Autism

What is autism?

Autism is lifelong developmental disability affecting the way a person communicates and interacts with other people.

It's much more common than many people think. There are over half a million people with autism in the UK - that's 1 in 100. Together with their immediate families, there are over two million people whose lives are directly affected by this condition every day.

Children with autism exhibit a range of communication difficulties. They can have difficulty relating to other people and to the wider world. Their social interaction and imaginative play are impaired. They may find it difficult to understand other people's feelings, or to make friends.
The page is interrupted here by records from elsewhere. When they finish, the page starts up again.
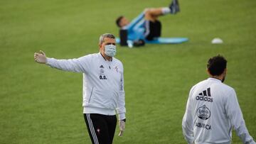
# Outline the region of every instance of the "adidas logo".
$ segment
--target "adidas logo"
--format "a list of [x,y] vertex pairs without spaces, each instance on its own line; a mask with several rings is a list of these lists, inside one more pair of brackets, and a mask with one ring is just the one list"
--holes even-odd
[[213,102],[213,98],[210,98],[210,88],[207,88],[206,90],[203,91],[203,92],[199,93],[198,96],[196,97],[197,101],[206,101],[209,102]]

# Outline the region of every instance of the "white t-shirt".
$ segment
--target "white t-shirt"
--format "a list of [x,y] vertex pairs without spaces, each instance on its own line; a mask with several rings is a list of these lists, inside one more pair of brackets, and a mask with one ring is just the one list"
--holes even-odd
[[84,113],[117,113],[119,120],[125,118],[124,69],[119,60],[112,57],[107,61],[99,52],[70,60],[47,58],[46,64],[61,70],[83,73]]
[[193,86],[182,121],[188,143],[231,143],[232,128],[244,143],[255,143],[232,87],[214,78]]

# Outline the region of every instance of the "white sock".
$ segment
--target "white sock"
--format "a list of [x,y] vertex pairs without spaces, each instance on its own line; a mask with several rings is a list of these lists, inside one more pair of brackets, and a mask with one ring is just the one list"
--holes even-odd
[[165,8],[162,8],[162,13],[164,14],[167,14],[167,13],[171,13],[171,9],[169,7],[165,7]]

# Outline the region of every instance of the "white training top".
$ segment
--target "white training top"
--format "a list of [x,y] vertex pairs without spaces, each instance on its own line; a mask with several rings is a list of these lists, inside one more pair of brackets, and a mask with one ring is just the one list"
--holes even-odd
[[231,143],[232,128],[244,143],[255,143],[232,87],[214,78],[193,86],[182,121],[188,143]]
[[125,118],[124,69],[119,60],[112,57],[107,61],[99,52],[70,60],[47,57],[46,64],[61,70],[83,73],[84,113],[117,113],[119,120]]

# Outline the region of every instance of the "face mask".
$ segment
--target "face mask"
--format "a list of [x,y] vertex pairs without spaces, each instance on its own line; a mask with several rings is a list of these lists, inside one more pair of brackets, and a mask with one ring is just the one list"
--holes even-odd
[[114,57],[117,52],[116,46],[114,45],[105,45],[105,53],[109,57]]

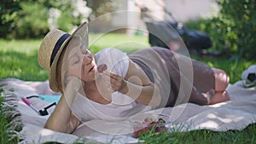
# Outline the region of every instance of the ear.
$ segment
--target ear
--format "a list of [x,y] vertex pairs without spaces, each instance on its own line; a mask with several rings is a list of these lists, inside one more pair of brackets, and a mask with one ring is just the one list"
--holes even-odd
[[82,23],[77,30],[73,32],[74,37],[80,38],[80,42],[88,49],[88,24],[87,22]]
These symptoms appear before the age of three. 

Studies show that parents who have one child with autism are a hundred times more likely to have another child with this disability compared with other families. Males are four times more likely to be affected by autism than females. 

Autism doesn't only affect children. A child with autism will grow up to be an adult with autism. Researchers believe it's caused by both genetic and environmental factors. There is growing evidence that the condition may be inherited and that more than one gene is involved. 

Care and support

Autism a highly complex disorder. We still don't fully understand the causes and, as yet, there is no cure.  However, much can be done through specialised care and support to mitigate the symptoms and to enable people with autism to live fulfilling lives.

Bringing up a child with autism can be a highly demanding task, which requires dedication, patience and unconditional love from both parents and teachers. 

At present,  there are no approved medications for treating autism, although drugs are available for treating symptoms such as anxiety, hyperactivity and self destructive behaviour. 

The diagnostic criteria for Autism Spectrum Disorder are being revised and will come into effect in 2013.

Autism and the press

Public interest in autism has grown in recent years.   As new scientific and medical research emerges, journalists are faced with the task of explaining scientific jargon in a manner that can be easily understood by the general public. Their stories must also grab the readers' interest and meet uncompromising deadlines. These pressures may distort accuracy, sensationalise and create misconceptions about autism.   

Because popular press articles tend to focus on one issue at a time, they may fail to provide enough background material to explain the bigger picture.